What surprised Dragon during his student-teaching days was how much of the teacher’s job is not just about the academic content but about academic skills that apply to far more than a particular lesson or unit. That includes everything from the lab safety techniques he and Kim have been teaching students to writing lab reports that are clear and succinct: these are all skills students will continue to use and develop during their time at Falk, and beyond.

For Kim, Falk’s approach to teaching and to training student teachers has been exhilarating. He reports being pleasantly surprised at how engaged the students are.

“I love Falk’s philosophy and the teaching environment,” Kim says. “When I think back on my middle school experience, science classes weren’t discussion-based.”

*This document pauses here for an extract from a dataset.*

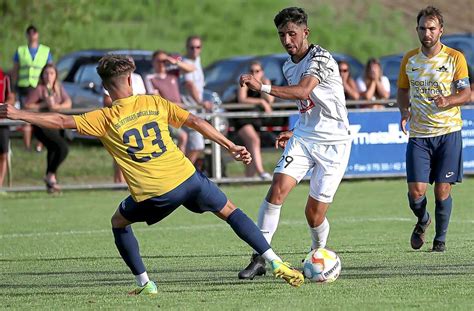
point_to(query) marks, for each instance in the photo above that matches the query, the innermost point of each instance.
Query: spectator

Kim’s student teaching experience began with observing Dragon teach, helping with small-group activities, and assisting Dragon in some grading. As he has grown more comfortable in the classroom, Kim has taken on greater responsibility, building up to taking over one of Dragon’s seventh-grade sections in February.

Today is one of the first lessons Kim is leading. Students are tasked with measuring and observing the characteristics of six different rocks, using their observations to identify each of the specimens on the worksheets that Kim handed out. The lesson supports the overarching goals of this unit, relating to the properties of matter, while also giving students a chance to practice the lab techniques that Dragon has been introducing over the last few weeks.

Kim walks around, checking in with various groups as they place rocks in graduated cylinders that contain water. The groups have measured the mass of each sample, and will now use changes in the water level to find the volume; combining these two measurements, they will calculate the density of each rock using the formula of density = mass/volume.

“Be careful,” Kim says as he makes his rounds. “This is just water, but still be careful.”

Dragon hangs back, observing Kim so as to give feedback later. He also steps in when groups have questions, or he notices a teachable moment. The graduated cylinders that students are using have both metric and English measurements, and Dragon encourages students to double-check which measurement they are recording on their worksheets.

One group’s rock becomes stuck in the narrow neck of the cylinder and a bit of water splashes out as they try to extricate it. Kim helps them think through what to do next: if they simply try again, will they still get an accurate measurement? What can they do to follow the lab procedures that he and Mr. Dragon have been discussing over the last several weeks?

After talking it over, the group refills the water to match its previous level, then very carefully drops the rock into the cylinder.

“You don’t want to continue in that situation because the errors are just going to compound,” Kim says later, reflecting on the day’s lesson. “These are important lab skills for them to learn.”